La bonne nouvelle, c’est la prise de conscience des journalistes, qui révisent leur déontologie et se rendent compte de la valeur de l’EMI. Leur sursaut éthique peut aider les enseignants à repositionner l’EMI et à donner des ressources valides à la résistance en faveur de l’intégrité des data et des médias. Des actions se dessinent déjà qui remettent en selle la valeur de l’enquête en profondeur, par le data journalisme, révélant ainsi des informations impossibles à déceler autrement.

Les affaires comme la fuite colossale de documents confidentiels connue sous le nom de Panama Papers ont aidé à moraliser la vie politique et à redonner confiance en la profession. D’autres actions visent plus précisément la lutte contre les infaux, avec le numérique. Parmi elles, il faut signaler le blog de l’Agence France-Presse « Making of, les coulisses de l’info » (qui montre les coulisses d’une grande régie d’information), mais aussi le Décodex du journal Le Monde (qui recense les sites selon leur toxicité), « RevEye » de Google (qui permet de vérifier l’authenticité des images en 3 clics), le site Spicee et son « Conspi Hunter » (pour dénoncer le complotisme).    

Pour s’exercer pleinement et créer une citoyenneté éduquée, l’esprit critique en EMI doit s’appliquer aussi à la géo-économie des médias sociaux. Les plateformes numériques GAFAM, toutes de droit californien, ont longtemps refusé le statut de médias, pour éviter leur responsabilité sociale et se soustraire aux obligations de service public afférentes. Mais la régulation algorithmique a révélé leur capacité à exercer un contrôle éditorial sur les contenus qui valent la peine d’être monétisés, et, ce faisant,  à décider de la vérité, car ce sont des personnes réelles qui créent leurs algorithmes, sans toutefois faire preuve de transparence ou d’éthique.

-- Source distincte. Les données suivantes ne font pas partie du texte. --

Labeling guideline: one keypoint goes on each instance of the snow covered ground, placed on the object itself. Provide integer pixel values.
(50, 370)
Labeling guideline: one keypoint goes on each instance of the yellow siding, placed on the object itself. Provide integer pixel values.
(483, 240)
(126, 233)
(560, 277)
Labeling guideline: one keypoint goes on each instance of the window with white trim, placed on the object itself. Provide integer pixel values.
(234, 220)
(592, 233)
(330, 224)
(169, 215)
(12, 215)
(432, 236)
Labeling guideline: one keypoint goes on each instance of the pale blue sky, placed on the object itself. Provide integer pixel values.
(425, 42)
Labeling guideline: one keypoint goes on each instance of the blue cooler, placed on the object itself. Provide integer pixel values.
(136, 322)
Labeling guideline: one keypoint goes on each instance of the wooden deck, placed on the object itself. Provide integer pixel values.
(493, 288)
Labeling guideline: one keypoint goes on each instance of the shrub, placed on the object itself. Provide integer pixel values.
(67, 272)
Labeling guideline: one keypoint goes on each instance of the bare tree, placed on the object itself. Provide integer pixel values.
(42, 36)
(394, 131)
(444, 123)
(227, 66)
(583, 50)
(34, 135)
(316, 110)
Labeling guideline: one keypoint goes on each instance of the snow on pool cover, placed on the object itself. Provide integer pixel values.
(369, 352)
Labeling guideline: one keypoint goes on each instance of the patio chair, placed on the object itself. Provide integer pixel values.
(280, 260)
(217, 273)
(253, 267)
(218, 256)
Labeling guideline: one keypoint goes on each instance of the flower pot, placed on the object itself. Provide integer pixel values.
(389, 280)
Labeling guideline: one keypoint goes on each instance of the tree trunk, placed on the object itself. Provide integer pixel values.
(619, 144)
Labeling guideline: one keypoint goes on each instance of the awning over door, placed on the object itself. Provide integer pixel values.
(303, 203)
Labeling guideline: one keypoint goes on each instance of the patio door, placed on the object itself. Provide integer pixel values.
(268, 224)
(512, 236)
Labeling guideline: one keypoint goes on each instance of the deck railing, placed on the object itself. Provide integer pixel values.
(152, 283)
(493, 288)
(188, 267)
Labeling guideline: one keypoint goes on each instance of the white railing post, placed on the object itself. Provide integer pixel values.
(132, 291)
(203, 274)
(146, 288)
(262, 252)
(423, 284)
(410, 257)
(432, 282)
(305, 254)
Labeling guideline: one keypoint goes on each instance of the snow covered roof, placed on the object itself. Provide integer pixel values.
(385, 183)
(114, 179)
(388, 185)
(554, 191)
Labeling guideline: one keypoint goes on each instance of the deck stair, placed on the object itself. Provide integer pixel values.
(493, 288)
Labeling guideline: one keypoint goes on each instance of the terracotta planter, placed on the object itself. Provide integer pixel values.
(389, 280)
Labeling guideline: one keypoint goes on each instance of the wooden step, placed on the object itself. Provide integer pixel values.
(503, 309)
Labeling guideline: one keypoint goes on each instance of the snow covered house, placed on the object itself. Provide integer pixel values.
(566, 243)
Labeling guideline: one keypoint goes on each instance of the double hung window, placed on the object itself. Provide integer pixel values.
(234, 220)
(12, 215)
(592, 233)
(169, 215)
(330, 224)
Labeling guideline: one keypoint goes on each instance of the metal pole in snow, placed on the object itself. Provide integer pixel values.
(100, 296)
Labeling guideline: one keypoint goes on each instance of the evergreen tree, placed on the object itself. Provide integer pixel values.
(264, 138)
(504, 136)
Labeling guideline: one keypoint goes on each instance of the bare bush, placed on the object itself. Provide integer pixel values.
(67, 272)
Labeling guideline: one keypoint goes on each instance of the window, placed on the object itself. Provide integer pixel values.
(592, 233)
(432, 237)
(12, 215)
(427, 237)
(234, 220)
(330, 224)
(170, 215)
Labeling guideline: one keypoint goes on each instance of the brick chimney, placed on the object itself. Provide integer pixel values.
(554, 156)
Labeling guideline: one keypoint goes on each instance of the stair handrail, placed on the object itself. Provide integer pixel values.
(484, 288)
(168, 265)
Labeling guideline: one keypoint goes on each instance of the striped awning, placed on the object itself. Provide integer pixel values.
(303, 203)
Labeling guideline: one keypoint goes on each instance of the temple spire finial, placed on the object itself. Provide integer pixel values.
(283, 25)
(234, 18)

Les GAFAM, ces méga-médias, ont jusqu’à présent joué la carte de l’autorégulation : elles produisent leurs propres règles, décident de retirer les sites ou les comptes suspectés de charrier des infaux, sans reddition de comptes. Mais elles ne pourront résister longtemps au besoin d’un modèle responsable, sans doute hybride entre celui du « transporteur » (common carrier) et du « curateur public » (public trustee), si elles veulent garder la confiance de leurs communautés en ligne. Celles-ci peuvent aussi s’organiser, voire les contourner, pour procéder par corégulation avec les journalistes, comme c’est le cas avec le Décodex. La solution du codesign d’un algorithme qui aurait l’éthique du journalisme et les libertés fondamentales dans son ADN est sans doute une des alternatives à venir, en toute logique numérique !

Divina Frau-Meigs

Divina Frau-Meigs (France) est professeur en sciences de l’information et de la communication à la Sorbonne Nouvelle, titulaire de la chaire UNESCO « Savoir devenir à l’ère du développement numérique durable ». Auteure d’une vingtaine d'ouvrages, elle vient de publier avec I. Velez et J. Flores Michel (eds), Public Policies in Media and Information Literacy in Europe: Cross-Country Comparisons (London, Routledge, 2017).